In a company statement, Ripple said this pilot program is “the first of its kind to be launched by a central bank”, and it will allow banks in Saudi Arabia to use Ripple’s software to instantly settle payments sent into and out of the country. The Saudi Arabian Monetary Authority will now become the second central bank to form a working relationship with Ripple after the Bank of England.
“Central banks around the world are leaning into blockchain technology in recognition of how it can transform cross-border payments, resulting in lower barriers to trade and commerce for both corporates and consumers,” added Dilip Rao, Ripple’s global head of infrastructure innovation.
This pilot program marks a huge turnaround in terms of the attitude toward cryptocurrency for Gulf nations. Last year, the Saudi central bank warned citizens against Bitcoin trading since it was outside of its regulatory reach, and most regulators in the Gulf area were skeptical about fintech in the first place.

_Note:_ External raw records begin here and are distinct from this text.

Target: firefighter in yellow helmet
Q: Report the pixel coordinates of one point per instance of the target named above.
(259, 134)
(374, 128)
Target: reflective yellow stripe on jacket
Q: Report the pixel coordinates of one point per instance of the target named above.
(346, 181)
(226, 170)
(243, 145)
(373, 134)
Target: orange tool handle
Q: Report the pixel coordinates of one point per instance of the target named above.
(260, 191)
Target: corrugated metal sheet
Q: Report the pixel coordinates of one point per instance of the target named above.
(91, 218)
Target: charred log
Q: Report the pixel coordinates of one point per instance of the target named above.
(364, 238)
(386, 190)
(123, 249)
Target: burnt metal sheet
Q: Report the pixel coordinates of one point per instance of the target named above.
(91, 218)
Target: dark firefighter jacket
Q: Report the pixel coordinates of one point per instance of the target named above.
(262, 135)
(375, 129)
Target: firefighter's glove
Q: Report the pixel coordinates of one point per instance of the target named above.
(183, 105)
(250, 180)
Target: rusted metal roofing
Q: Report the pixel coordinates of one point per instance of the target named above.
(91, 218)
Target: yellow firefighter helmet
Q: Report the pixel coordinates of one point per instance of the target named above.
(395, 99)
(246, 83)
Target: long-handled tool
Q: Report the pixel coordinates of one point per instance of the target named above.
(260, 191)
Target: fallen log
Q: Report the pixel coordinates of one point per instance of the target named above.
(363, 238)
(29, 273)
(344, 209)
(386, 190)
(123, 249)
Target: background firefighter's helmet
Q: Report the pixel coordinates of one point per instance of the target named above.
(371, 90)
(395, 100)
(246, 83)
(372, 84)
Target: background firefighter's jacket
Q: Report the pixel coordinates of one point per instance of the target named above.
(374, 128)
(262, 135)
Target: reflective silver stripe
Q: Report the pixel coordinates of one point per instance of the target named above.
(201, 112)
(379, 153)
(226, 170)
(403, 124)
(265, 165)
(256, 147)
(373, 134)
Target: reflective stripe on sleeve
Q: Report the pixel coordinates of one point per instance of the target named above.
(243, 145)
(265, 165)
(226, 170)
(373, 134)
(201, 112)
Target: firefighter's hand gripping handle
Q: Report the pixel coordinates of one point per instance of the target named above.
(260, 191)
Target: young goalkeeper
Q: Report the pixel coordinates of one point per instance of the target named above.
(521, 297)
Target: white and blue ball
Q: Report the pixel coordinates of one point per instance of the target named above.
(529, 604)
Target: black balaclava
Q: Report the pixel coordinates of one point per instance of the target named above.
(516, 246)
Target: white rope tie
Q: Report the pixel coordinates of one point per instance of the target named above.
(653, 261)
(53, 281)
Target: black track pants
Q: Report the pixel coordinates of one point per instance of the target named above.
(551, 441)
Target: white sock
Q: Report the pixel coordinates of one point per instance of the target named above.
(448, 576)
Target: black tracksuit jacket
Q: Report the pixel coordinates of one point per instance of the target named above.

However, that sentiment has gradually changed. On top of this Ripple trial, Saudi Arabia is also working with the United Arab Emirates to launch a digital currency that would be used for cross-border transactions between the two nations. Gulf nations like Bahrain are also exploring the use of cryptocurrencies in the financial industry.
Other noteworthy partners Ripple announced recently include UAE Exchange, one of the Middle East’s biggest money transfer and forex operators, and LianLian, a China-based payment services provider. The startup now has partnerships with over 100 financial institutions worldwide.